Tempos de mau senso
Vladimir Araújo
No final da década de 1940 o escritor italiano Primo Levi publicaria “É isto um homem?’, livro no qual relata toda a série de torturas às quais foi submetido durante o período em que permaneceu prisioneiro no campo de concentração de Auschwitz na Segunda Guerra Mundial. Talvez a grande conclusão a que se chega ao final da obra é perceber que aquele era um lugar onde os responsáveis pela barbárie imposta haviam perdido quaisquer resquícios de humanidade.
Anos antes, mais precisamente em 1939, Dalton Trumbo, escritor estadunidense escreveria “ Johnny vai à guerra”, onde relata os horrores daquela que ficou conhecida como a Mãe de todas as guerras. Outra vez, nada além da miséria humana. Pergunta-se: haverá um limite?
Há semanas morte e destruição fazem parte dos noticiários televisivos em cenas que retratam acima de tudo a falência da própria definição do que é ser humano. O senso foi perdido. Importante não esquecer, porém, que a indignação ante o míssil que mata crianças na Europa não pode suplantar (como se houvesse medida para a desgraça) aquela gerada pelo assassinato covarde de um negro a pauladas numa praia do Rio de Janeiro. Desgraças e dores, não esqueçamos, são infinitas quando não há mais vida. Os assassinos do negro, pobre e estrangeiro disseram que o mataram porque ele estava bêbado. E se estivesse?
Dias depois, um Oficial da Marinha atira em outro negro desarmado e o mata afirmando ter pensado tratar-se de um bandido. E se bandido fosse?
Um deputado estadual (falando nisso, já há no Brasil os cargos de vereador internacional e de deputado estadual internacional?) viaja para um país em guerra e justifica suas falas misóginas, sexistas, machistas e criminosas afirmando que sua opiniões são aceitáveis por haver se pronunciado em grupos privados de redes sociais. Ou seja, caso sigamos o raciocínio torto do parlamentar (um escroto, há que se dizer) as pessoas seriam formadas por dois caráteres: um para ser usado quando se estivesse em público e que serviria para angariar os votos do eleitorado e outro para os “de casa”, onde toda a canalhice e sordidez poderiam ser exercidas.

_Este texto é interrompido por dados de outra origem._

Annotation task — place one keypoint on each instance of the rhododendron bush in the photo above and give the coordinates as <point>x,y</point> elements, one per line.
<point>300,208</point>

Em frase atribuída ao irlandês Oscar Wilde e do qual o tal congressista nunca deve ter ouvido falar, temos como “ética o conjunto de coisas que as pessoas fazem quando todos estão olhando. O conjunto de coisas que as pessoas fazem quando ninguém está olhando chamamos de caráter.” Tempos difíceis esses onde o derretimento moral grassa ao vivo e diariamente. O que em tempos idos chamávamos de bom senso parece haver escoado pelo ralo torpe e fétido da indecência. Que nos reste um mínimo de revolta.
Vladimir Araújo é professor, advogado, mestrando em Tradução e editor do LetraseLivros.